Il massaggio thai, prende in considerazione i 10 SEN principali, considerati “finestre” del corpo, attraverso le quali è possibile uno scambio con l’energia cosmica. La manipolazione dei SEN, con il massaggio, può eliminare i blocchi e ripristinare la corretta circolazione dell’energia.
Il massaggio thai ha molto in comune con lo shiatsu e con il tuina, e si basa sulla pressione di specifici punti che ritroviamo sia nell’agopuntura sia nei massaggi indiani.

Il massaggio thailandese si esegue a terra ed ha una durata massima di 2h circa. Non prevede uso di oli. Lo scopo finale del massaggio è, il raggiungimento di uno stato di “leggerezza” emotiva e spirituale. Si inizia il massaggio delicatamente e ritmicamente prima di applicare stiramenti e pressioni. Il corpo viene poi allungato, stirato e manipolato in modo gentile e profondo, con tecniche paragonate allo yoga passivo.

 

I Benefici del Massaggio Thailandese

I benefici del massaggio thailandese, sono legati a un senso profondo di rilassamento e per questo è utilizzato per combattere l’insonnia e lo stress. Infatti la pressione esercitata sui piedi e sugli arti attraverso le palmo pressioni e digitopressioni produce uno sblocco delle tensioni del corpo.

Il massaggio thai inoltre aumenta la flessibilità del corpo attraverso un graduale e profondo allungamento muscolare che aiuta a stabilizzare l’apparato muscolo-scheletrico. Di conseguenza, il massaggio thai è adatto per attenuare le tensioni del tessuto muscolare e connettivo, alleviare disturbi quali cefalee, dolori cervicali, mal di schiena e problemi articolari.

Questa tecnica di massaggio è adatta in particolar modo ad atleti di discipline aerobiche, come chi pratica la corsa, il ciclismo, il calcio. Il massaggio può contribuire a ridurre il tempo di recupero, lasciando il corpo rilassato e la mente sveglia.

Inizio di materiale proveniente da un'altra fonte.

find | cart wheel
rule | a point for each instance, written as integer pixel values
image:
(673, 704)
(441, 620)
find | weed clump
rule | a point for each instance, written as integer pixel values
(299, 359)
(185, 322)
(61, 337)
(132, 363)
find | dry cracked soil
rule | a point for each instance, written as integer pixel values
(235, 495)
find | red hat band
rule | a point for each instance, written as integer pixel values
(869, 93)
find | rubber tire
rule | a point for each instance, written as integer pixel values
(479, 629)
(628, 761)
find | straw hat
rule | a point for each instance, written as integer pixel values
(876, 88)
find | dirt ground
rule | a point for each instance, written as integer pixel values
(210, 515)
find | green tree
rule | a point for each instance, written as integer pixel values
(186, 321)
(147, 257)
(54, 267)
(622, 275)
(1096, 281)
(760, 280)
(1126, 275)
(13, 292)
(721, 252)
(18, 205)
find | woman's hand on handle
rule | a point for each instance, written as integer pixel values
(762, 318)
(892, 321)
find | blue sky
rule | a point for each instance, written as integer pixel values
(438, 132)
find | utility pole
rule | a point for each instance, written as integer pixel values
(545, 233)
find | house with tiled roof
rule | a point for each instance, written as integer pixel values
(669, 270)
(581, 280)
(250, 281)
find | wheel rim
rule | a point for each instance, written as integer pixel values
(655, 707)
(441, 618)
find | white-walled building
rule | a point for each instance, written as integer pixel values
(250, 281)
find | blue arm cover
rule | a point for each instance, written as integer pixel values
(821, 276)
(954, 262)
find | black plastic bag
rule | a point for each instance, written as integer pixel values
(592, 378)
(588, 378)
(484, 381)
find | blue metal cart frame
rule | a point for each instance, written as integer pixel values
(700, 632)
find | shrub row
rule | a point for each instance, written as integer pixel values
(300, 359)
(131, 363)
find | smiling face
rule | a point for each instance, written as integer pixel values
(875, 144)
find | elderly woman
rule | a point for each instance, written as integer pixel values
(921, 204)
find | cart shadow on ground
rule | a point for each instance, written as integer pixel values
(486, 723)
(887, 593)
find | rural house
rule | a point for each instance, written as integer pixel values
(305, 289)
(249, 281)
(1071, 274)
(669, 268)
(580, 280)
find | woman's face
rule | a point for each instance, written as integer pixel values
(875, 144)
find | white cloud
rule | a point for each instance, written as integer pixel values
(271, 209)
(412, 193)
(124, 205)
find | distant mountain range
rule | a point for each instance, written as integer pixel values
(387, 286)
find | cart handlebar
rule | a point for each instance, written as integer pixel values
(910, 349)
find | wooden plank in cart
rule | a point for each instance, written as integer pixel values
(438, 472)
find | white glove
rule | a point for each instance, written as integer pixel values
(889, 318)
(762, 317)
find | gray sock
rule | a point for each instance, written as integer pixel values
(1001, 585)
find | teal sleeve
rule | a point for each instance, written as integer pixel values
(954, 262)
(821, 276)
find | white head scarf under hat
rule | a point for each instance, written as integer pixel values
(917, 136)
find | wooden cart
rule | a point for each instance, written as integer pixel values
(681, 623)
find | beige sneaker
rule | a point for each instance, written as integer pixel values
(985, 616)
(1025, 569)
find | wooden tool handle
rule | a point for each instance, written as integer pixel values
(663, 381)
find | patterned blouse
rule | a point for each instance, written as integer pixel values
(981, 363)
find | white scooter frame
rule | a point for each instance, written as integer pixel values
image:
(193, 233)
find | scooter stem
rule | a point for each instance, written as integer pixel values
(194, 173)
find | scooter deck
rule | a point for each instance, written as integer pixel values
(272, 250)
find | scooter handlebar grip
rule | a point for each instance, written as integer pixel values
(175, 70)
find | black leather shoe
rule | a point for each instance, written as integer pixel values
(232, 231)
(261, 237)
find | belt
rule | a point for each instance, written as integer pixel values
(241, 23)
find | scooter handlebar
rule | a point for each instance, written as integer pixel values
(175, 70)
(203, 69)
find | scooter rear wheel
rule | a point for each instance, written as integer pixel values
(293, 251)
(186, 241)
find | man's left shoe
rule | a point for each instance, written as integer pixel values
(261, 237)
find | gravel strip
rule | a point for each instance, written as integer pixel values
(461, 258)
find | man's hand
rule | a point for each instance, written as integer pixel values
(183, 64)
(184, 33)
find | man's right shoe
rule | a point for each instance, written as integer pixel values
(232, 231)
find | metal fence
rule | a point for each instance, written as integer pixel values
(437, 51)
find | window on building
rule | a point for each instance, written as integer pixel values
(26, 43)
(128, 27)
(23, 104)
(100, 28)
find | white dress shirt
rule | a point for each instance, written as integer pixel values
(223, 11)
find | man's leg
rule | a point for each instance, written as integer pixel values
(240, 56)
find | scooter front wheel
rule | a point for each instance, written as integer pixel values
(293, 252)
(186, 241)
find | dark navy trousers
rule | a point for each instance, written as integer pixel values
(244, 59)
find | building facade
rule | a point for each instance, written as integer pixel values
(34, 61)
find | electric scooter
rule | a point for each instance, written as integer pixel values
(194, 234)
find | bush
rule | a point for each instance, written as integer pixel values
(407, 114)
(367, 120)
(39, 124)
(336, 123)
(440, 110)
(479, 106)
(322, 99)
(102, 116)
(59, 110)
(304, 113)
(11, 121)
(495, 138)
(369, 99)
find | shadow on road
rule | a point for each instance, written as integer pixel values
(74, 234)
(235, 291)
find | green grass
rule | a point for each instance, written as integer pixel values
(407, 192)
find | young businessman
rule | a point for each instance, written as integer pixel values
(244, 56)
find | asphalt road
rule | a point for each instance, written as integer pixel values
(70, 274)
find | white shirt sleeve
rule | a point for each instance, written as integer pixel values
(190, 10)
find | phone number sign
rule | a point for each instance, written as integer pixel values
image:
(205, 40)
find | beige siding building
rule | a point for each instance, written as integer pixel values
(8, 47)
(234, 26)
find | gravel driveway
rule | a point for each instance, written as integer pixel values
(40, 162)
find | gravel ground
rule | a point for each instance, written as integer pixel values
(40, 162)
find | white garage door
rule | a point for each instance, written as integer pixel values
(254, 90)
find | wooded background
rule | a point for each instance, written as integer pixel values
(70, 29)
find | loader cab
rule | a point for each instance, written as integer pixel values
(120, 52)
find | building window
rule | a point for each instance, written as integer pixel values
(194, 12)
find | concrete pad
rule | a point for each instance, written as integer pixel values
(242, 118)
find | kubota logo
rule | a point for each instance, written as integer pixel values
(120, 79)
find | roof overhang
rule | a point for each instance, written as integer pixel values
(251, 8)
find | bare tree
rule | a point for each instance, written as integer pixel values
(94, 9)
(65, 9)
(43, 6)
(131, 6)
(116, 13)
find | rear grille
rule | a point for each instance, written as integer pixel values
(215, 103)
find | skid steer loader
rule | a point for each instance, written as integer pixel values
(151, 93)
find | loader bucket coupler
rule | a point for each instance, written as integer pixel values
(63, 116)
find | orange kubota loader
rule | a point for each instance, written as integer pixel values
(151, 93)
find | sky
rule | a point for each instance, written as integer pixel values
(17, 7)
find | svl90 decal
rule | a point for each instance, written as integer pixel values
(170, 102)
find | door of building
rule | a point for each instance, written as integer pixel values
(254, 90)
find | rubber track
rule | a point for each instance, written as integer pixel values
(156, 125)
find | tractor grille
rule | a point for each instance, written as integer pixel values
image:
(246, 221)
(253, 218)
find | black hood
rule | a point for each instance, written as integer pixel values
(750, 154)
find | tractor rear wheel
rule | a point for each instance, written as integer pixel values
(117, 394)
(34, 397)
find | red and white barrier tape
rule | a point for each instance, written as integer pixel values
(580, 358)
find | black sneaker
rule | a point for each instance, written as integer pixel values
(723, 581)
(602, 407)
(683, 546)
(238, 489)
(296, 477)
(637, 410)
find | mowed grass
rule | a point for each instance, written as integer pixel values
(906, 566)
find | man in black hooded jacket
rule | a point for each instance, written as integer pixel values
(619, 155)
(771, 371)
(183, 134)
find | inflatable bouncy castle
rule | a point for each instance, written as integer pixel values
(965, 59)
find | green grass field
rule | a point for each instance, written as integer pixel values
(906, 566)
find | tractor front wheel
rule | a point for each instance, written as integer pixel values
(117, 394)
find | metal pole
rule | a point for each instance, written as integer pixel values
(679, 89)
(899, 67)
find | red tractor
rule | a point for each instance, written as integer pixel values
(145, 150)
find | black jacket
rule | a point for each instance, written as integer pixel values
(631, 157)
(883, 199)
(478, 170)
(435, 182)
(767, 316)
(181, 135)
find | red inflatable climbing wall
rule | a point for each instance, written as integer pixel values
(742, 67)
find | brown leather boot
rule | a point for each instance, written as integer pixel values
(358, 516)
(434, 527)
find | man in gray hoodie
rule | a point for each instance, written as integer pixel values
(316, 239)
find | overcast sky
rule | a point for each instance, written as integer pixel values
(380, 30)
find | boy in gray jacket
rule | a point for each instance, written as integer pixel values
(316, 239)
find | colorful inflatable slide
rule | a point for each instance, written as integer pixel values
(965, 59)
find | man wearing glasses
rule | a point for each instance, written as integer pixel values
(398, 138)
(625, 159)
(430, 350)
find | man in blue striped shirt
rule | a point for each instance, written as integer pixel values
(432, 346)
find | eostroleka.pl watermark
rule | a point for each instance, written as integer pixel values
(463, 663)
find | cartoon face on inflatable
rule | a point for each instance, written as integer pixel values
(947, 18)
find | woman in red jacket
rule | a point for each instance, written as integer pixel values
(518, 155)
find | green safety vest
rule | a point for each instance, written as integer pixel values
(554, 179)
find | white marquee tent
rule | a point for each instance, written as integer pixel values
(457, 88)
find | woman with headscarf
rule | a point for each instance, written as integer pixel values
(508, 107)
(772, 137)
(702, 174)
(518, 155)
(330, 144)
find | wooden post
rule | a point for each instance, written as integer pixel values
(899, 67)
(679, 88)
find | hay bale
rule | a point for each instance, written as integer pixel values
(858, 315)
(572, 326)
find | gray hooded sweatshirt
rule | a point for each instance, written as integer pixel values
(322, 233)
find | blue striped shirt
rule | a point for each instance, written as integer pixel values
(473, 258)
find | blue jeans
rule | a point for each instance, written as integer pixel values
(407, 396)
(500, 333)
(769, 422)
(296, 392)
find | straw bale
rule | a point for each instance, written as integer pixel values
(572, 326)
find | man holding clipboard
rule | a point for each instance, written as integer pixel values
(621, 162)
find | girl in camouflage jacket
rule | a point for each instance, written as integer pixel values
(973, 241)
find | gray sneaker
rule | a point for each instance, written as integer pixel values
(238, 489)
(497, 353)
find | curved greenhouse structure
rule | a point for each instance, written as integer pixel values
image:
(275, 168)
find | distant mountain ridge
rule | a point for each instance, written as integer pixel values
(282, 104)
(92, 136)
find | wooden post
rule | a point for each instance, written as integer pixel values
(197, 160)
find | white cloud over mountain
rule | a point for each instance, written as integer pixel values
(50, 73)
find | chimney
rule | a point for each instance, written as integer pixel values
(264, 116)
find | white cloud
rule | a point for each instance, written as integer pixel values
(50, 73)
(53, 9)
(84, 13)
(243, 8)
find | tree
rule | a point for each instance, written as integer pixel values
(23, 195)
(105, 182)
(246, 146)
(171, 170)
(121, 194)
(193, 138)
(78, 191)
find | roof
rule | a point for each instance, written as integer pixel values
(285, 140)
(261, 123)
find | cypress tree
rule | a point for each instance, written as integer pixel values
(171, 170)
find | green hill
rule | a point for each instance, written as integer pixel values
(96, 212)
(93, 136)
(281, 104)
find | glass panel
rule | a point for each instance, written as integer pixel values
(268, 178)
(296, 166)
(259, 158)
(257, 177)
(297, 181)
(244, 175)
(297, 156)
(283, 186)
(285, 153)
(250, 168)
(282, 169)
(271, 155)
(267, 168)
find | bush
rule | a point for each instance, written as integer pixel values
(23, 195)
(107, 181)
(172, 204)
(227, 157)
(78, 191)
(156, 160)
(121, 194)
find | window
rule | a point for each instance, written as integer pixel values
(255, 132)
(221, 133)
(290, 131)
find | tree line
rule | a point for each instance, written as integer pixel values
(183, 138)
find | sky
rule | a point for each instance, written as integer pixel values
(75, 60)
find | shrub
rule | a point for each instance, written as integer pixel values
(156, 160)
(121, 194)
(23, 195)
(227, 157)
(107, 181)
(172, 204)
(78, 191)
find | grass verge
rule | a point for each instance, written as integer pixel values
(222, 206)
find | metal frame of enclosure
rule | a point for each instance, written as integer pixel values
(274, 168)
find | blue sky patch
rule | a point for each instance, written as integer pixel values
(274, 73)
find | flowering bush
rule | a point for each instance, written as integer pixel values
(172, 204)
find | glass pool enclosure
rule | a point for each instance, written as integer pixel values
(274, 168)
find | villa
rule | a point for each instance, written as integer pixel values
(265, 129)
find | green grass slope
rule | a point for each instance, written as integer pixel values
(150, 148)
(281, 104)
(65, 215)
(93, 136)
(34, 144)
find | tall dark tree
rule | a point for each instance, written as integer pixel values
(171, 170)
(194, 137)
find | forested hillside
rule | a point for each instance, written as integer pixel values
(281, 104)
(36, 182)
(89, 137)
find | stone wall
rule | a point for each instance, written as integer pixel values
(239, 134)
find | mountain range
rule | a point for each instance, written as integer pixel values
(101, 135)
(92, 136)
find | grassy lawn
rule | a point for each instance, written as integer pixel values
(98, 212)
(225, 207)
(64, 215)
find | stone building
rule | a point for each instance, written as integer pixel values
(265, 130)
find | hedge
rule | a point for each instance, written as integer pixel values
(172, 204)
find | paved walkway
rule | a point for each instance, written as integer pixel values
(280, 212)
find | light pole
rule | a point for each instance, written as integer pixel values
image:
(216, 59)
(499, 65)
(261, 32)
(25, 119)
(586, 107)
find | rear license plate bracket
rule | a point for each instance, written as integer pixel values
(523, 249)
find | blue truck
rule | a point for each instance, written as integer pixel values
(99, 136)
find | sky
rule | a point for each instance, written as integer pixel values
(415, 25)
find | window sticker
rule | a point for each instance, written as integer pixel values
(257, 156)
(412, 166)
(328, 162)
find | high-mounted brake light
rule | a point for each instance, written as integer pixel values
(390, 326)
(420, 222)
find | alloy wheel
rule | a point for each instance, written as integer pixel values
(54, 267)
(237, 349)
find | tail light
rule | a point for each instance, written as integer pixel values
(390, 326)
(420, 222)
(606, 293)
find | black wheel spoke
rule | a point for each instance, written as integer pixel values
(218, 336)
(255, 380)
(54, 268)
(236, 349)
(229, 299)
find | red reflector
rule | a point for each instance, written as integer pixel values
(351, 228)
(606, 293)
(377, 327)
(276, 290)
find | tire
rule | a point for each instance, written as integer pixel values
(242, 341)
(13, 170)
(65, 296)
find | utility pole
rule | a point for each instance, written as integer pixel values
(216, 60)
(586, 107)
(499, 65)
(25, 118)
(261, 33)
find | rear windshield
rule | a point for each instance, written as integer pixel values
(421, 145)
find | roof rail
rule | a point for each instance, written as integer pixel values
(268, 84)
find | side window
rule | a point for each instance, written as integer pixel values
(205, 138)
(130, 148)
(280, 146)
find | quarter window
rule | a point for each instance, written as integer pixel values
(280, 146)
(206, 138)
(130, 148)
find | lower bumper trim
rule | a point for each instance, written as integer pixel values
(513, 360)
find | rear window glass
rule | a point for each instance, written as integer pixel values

Come altri tipi di massaggio, il thai aumenta l’attività vascolare e promuove la liberazione di tossine dalle cellule. Ma oltre a questa attività fisiologica, questo tipo di massaggio ha la capacità di liberare energia, pertanto, dopo questo massaggio non ci si sente sedati, ma, al contrario, ci si sente potenziati.

Il massaggio thai è anche indicato come cura per la depressione, perché ha un effetto equilibrante a livello emotivo.
È controindicato a chi soffre di gravi problemi cardiaci, ernie discali, osteoporosi, processi tumorali, flebite, vene varicose.